Application capacity defines how many users an IT application service can support in a given response time. Another critical factor is the application’s ability to scale, which is dependent upon the application’s architecture.
The FE platform is processing “looking” activity that is typically light on hardware resources. In this case, the FE only needs to be able to rapidly service search or view requests, which can be accomplished with lightweight, inexpensive commodity servers, each partitioned to handle a small subset of users.
If a server fails, users connected to that system are simply rerouted to a remaining FE server. Scaling is simply handled by adding more servers.
In contrast, the BE system needs to be robust, highly-available, highly-scalable, and optimized for database transaction processing (such as the world-class HPE NonStop server). The BE system needs to process thousands of database updates per second, and maintain database consistency.
For example, in airline and travel reservation systems, users spend hours viewing and analyzing flight, hotel, and rental car information before booking a reservation. The number of “looks” far exceeds the number of “books” – the so-called look-to-book ratio. To optimize this activity, IT resources service “looking” activity with a FE process that is different than a “booking” BE process. This is an example of Application Capacity Expansion using “Asymmetric Capacity Expansion.”

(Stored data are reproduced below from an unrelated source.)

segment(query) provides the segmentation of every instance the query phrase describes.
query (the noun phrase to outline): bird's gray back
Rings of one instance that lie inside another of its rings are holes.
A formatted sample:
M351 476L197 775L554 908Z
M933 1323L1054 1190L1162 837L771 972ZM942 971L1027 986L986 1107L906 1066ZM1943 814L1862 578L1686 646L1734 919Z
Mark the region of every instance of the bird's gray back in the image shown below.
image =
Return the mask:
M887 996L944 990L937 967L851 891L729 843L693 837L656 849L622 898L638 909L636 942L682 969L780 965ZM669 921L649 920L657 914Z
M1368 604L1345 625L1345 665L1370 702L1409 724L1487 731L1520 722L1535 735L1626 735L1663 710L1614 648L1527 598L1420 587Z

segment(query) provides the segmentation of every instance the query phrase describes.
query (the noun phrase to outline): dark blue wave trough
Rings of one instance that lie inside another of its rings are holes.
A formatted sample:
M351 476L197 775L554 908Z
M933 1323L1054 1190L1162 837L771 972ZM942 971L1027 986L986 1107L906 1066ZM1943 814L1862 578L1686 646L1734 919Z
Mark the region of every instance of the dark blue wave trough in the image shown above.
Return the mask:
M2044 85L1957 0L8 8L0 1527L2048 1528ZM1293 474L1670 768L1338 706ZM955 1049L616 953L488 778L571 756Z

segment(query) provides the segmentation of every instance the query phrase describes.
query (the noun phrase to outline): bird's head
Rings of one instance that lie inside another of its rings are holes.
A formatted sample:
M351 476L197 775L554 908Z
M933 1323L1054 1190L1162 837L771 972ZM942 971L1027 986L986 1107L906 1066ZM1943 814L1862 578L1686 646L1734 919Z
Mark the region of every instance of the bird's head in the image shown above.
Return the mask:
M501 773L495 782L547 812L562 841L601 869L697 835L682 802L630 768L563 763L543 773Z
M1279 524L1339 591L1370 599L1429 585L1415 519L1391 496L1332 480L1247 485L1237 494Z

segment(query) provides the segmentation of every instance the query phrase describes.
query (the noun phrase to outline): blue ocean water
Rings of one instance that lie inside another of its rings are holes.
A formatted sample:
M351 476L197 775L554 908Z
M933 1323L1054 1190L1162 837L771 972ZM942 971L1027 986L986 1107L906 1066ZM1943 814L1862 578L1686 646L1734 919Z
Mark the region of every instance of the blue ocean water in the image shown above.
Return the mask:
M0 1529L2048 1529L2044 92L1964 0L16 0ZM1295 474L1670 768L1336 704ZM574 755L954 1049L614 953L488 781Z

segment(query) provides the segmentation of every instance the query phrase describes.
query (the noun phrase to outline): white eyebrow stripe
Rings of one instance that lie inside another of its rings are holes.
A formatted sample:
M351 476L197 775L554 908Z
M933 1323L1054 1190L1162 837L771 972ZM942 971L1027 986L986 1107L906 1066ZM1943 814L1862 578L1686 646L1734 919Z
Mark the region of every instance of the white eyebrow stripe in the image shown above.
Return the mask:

Figure 1 — Shadowbase Data and Application Integration in an Asymmetric Capacity Expansion
Another example is a “Symmetric Capacity Expansion.” This architecture is similar to an Asymmetric Capacity Expansion. The main difference is that capacity is increased by scaling out to similar servers. Usually, the data is homogeneous (like-to-like) in nature.
Figure 2 illustrates a Symmetric Capacity Expansion. A major financial switch offering POS, ATM, and host processing can increase capacity by adding more HPE NonStop servers into its architecture and using HPE Shadowbase software to ensure that the data remains bi-directionally synchronized in real-time.
Figure 2 — Shadowbase Bi-directional Data Replication for a Symmetric Capacity Expansion
IT teams have flexibility in scaling options with the type and number of platforms/databases employed to host the application’s processes by simply dividing the application’s processes into a FE and BE.
ACE typically lowers the Total Cost of Ownership (TCO) for a given solution versus the traditional method of maintaining a few large servers servicing monolithic applications.
In a distributed architecture, scaling is easier and application availability is also improved. Unfortunately, many legacy applications remain on several large servers and face scaling problems. Migrating these monolithic applications to a distributed architecture is known as an application capacity expansion (ACE).
Exchanging data between the various parts of the application requires a physical network connection and a logical connection. In the travel reservation system mentioned above, once the end user finishes the “looking” phase and books a reservation, the FE application must send the “booking” request to the BE, and return a response back to the user. HPE Shadowbase data and application integration software transforms the booking updates into a format that is then sent to the various FE Servers, and updates them with sub-second latency, automatically updating booked rooms from the reservation catalogue.
Shadowbase Business Continuity software (not pictured) can be used to enable continuous availability, should the backend BE environment fail. This adds in redundancy and ultimately the element of reliability. Scalability is possible since Shadowbase software supports parallelism to scale with an increasing workload.